Thinking Machines Lab unveiled Inkling, an open‑weight AI model with 975 billion parameters that activates only a fraction per task, positioning it as a cost‑effective, customizable alternative to closed‑source giants. The move underscores a strategic bet on enterprise‑driven AI adaptation over one‑size‑fits‑all solutions.
Key Takeaways
- Inkling is a 975 billion‑parameter open‑weight model that activates roughly 41 billion parameters per task.
- Enterprises can fine‑tune the model via the Tinker platform, taking responsibility for safety and compliance.
- Open‑source customization promises lower cost and higher relevance compared with proprietary models.
Thinking Machines Lab, the AI startup founded by former OpenAI CTO Mira Murati, announced its first in‑house model Inkling on Wednesday morning. Unlike the flagship models from OpenAI, Anthropic or Google, Inkling is open‑weight, meaning developers and companies can download the weights and modify them directly.
Technical Architecture
Inkling follows a mixture‑of‑experts design with a total of 975 billion parameters, yet only about 41 billion are engaged for any given task—a pattern that keeps ultra‑large models faster and cheaper to run. Trained on 45 trillion tokens spanning text, images, audio and video, the model claims native reasoning across all four modalities, although its current output is limited to text, code, styled artifacts and structured data.
Open‑Source vs. Closed‑Box Paradigm
The startup’s core thesis is that organizations that can tailor AI to their own data and workflows will outperform the one‑size‑fits‑all models sold by the biggest labs. To that end, Inkling is marketed less as a finished product and more as a starting point, with the company’s Tinker platform enabling enterprises to fine‑tune the model themselves. This shifts the burden of safety and compliance onto the customer—a point echoed by Microsoft CEO Satya Nadella’s warning that proprietary AI forces enterprises to pay twice: once for subscriptions and again for the knowledge embedded in prompts.
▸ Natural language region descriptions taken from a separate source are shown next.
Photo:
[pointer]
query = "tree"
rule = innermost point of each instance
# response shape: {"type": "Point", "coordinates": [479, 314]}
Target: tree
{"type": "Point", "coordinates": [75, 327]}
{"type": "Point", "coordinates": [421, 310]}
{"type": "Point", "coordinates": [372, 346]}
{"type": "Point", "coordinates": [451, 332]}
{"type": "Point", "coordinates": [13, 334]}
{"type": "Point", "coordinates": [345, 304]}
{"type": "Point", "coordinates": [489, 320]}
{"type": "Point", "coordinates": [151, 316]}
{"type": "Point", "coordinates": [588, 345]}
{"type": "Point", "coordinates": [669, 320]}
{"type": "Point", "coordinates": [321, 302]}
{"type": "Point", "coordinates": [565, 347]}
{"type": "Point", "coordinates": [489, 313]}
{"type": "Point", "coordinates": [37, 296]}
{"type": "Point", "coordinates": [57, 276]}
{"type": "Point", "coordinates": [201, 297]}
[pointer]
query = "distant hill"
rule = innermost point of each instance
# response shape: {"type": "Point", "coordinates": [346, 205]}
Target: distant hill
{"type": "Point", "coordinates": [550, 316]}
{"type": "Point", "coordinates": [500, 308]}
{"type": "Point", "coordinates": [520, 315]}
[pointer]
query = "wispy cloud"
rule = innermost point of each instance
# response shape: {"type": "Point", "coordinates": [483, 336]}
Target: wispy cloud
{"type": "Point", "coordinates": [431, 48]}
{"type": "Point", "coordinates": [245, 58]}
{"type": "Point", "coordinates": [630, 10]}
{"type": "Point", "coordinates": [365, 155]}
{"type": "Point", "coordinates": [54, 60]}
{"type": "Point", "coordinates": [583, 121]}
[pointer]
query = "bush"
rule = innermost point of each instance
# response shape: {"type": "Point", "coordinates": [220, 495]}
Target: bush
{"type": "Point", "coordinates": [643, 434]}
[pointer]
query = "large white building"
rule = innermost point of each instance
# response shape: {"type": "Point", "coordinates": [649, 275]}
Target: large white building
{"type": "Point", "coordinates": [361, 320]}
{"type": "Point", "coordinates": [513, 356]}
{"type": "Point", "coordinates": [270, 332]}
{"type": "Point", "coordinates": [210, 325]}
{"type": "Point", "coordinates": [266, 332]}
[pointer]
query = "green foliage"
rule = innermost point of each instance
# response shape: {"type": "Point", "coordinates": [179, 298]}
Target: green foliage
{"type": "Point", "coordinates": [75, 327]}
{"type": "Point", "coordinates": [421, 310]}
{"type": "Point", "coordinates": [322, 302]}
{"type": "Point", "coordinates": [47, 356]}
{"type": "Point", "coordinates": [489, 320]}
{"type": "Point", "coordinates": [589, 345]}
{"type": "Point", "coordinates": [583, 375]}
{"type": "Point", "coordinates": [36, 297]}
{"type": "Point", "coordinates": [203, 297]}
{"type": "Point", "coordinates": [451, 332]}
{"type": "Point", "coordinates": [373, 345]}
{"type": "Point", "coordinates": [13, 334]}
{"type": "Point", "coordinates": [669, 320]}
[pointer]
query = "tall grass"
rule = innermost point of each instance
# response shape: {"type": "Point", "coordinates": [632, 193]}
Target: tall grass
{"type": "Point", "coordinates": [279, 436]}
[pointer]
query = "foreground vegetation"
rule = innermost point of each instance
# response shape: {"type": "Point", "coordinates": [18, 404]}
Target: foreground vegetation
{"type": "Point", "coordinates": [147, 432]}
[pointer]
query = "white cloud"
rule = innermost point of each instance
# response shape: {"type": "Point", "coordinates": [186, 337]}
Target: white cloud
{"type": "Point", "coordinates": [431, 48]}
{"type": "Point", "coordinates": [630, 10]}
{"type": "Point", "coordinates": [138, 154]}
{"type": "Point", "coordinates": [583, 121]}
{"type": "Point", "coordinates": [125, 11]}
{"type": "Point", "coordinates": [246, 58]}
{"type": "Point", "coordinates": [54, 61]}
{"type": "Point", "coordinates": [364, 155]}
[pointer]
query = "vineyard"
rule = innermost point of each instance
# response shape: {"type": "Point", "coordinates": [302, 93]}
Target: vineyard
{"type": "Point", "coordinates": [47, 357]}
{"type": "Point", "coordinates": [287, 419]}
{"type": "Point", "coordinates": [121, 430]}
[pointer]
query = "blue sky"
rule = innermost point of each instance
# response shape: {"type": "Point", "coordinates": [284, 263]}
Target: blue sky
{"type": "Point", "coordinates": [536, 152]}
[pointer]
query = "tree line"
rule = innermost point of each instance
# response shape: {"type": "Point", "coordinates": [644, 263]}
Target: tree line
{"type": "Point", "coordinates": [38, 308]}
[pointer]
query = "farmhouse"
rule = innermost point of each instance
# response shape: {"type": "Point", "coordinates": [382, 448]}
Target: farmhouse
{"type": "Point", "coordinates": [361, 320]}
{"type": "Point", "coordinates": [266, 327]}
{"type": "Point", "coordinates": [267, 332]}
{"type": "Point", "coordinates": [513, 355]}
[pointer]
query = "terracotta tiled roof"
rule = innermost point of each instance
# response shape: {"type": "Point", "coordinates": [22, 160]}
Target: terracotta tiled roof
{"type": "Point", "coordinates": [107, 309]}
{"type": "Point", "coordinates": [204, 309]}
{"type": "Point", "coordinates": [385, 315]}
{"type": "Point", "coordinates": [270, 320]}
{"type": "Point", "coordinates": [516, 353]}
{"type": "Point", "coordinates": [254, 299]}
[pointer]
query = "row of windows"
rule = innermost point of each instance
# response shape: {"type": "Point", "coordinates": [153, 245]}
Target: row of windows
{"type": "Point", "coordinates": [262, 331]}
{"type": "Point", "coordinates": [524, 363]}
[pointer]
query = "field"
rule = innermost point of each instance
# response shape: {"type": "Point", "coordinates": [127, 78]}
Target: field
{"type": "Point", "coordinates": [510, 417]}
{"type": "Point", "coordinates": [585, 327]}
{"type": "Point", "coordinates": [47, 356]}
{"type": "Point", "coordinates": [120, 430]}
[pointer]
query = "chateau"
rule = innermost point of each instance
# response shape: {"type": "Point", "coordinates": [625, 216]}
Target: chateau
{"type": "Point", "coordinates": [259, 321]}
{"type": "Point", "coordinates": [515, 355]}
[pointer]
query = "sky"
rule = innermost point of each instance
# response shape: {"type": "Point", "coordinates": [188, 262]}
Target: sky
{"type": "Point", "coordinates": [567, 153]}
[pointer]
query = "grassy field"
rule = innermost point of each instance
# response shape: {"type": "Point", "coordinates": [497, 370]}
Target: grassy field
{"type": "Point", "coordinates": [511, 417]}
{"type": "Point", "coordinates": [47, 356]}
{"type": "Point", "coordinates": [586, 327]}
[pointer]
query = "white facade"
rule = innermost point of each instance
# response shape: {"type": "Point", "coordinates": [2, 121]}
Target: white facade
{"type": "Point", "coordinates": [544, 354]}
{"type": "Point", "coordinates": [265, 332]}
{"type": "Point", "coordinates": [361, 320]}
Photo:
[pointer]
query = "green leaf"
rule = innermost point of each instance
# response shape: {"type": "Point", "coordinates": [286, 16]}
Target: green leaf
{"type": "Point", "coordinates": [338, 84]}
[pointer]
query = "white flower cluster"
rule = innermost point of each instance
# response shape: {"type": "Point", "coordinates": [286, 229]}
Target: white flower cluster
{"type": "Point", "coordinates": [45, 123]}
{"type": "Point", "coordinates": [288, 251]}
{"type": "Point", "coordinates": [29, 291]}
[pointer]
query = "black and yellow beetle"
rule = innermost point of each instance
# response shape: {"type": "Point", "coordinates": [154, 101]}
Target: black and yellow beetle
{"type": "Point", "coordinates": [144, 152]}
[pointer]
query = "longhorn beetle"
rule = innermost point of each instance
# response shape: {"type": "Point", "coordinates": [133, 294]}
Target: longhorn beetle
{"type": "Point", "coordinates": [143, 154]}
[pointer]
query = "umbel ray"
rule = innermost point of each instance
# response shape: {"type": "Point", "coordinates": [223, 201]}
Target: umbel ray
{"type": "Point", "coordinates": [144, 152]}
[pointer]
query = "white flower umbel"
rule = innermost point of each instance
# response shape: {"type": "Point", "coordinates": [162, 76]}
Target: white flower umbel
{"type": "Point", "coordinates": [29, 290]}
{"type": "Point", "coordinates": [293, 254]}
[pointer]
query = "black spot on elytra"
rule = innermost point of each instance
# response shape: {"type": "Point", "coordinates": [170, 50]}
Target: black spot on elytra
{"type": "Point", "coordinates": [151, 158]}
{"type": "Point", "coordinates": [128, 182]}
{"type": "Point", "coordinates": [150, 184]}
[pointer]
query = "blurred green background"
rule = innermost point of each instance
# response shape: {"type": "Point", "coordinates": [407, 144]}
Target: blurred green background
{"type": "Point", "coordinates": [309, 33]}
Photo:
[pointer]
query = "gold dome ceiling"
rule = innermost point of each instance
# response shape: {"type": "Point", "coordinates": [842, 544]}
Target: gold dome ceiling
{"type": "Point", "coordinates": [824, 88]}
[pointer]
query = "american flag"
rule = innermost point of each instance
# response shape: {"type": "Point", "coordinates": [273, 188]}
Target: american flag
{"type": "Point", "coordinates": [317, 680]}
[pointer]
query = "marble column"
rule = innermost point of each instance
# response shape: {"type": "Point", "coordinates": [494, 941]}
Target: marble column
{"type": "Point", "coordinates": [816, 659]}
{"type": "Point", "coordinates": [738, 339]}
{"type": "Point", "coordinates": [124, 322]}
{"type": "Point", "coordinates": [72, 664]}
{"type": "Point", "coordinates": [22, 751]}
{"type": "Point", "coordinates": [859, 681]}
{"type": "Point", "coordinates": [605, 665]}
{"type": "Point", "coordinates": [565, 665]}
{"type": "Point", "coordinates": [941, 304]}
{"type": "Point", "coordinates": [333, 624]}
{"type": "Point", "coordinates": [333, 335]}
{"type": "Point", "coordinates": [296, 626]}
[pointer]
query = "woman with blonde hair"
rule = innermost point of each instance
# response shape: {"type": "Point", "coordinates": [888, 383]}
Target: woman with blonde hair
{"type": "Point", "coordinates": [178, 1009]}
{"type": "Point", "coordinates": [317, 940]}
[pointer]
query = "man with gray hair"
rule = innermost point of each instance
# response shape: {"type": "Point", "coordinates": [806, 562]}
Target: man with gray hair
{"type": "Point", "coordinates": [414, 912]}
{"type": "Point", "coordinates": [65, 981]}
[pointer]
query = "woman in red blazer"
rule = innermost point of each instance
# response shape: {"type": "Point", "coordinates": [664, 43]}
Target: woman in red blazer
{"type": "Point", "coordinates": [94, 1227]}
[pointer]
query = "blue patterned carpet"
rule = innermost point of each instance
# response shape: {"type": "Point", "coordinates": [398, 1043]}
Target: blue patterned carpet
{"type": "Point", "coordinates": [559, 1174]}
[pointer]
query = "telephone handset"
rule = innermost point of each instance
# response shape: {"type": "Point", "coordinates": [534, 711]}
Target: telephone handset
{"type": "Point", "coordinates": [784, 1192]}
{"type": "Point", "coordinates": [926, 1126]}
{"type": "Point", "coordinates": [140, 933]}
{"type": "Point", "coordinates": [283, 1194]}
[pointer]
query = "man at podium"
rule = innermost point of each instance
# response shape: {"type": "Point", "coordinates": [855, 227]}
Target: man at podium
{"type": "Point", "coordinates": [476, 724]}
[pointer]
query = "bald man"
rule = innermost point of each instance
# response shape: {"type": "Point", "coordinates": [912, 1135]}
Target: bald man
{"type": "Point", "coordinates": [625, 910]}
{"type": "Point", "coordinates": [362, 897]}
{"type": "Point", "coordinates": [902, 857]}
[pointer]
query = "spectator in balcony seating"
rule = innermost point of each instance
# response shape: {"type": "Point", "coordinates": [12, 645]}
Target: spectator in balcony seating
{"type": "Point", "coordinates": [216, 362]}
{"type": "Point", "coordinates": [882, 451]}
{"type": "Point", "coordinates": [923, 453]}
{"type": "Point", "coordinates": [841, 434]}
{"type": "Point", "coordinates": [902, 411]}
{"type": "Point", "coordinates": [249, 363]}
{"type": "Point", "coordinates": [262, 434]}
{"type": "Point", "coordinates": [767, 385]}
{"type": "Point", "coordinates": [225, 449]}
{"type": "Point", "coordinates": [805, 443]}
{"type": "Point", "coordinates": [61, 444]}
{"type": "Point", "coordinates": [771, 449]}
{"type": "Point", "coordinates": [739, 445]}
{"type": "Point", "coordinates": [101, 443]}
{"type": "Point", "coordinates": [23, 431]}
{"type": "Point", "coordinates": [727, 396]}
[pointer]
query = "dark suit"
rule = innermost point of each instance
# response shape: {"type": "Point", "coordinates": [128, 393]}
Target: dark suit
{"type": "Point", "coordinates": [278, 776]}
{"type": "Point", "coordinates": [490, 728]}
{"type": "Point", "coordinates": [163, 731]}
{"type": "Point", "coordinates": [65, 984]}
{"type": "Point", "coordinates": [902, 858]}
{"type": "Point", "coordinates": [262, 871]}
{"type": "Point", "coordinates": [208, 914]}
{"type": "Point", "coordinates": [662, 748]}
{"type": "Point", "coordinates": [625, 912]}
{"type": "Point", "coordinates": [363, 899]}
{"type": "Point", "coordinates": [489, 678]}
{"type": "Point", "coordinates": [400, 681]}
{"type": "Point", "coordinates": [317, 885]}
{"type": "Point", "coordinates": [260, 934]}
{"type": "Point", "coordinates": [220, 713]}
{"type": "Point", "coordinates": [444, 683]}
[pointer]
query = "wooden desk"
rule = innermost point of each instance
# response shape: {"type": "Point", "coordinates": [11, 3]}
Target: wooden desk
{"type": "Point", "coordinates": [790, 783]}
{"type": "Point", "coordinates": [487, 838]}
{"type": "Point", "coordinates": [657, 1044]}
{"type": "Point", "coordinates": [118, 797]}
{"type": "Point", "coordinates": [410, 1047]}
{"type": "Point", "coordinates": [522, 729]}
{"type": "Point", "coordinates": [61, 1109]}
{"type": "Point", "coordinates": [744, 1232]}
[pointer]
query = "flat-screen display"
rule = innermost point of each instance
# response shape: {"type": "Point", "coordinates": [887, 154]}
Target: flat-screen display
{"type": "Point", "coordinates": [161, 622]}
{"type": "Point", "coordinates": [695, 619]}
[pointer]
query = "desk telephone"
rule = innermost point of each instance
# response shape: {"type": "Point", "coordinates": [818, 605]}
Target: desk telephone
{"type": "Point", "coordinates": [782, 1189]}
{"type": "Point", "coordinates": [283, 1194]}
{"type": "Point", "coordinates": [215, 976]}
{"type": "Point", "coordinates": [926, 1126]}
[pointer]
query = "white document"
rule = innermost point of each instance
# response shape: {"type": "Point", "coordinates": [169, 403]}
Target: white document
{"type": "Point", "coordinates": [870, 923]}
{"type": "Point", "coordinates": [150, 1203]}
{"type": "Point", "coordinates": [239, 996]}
Performance Benchmarks and Competitive Context
According to Thinking Machines, Inkling uses roughly one‑third the tokens of Nvidia’s Nemotron 3 Ultra to achieve comparable coding performance on a standard benchmark. While the company does not claim Inkling is the strongest model available today—open or closed—it emphasizes balanced performance and customizability. A recent collaboration with Bridgewater Associates demonstrated the model’s financial reasoning ability, scoring 84.7 % on proprietary tests while costing about one‑fourteenth of the expense of leading closed models.
Future Roadmap and Economic Viability
Inkling was pre‑trained from scratch, but the company admits it leveraged other open‑weight models such as Moonshot AI’s Kimi K2.5 for early data generation before large‑scale reinforcement learning took over. The next generation model will rely entirely on self‑contained post‑training. Inkling was trained on Nvidia’s GB300 NVL72 systems under a gigawatt‑scale Vera Rubin compute partnership, yet the firm remains tight‑lipped about monetization, having postponed a reported $50 billion fundraising round.
Speed to Market
Thinking Machines highlights its rapid development timeline—nine months from concept to release—against OpenAI’s five‑year and Anthropic’s three‑year journeys to market. If the model’s cost‑efficiency and customization promise hold, it could reshape how enterprises approach AI, moving the focus from monolithic, subscription‑driven services to adaptable, open‑weight solutions.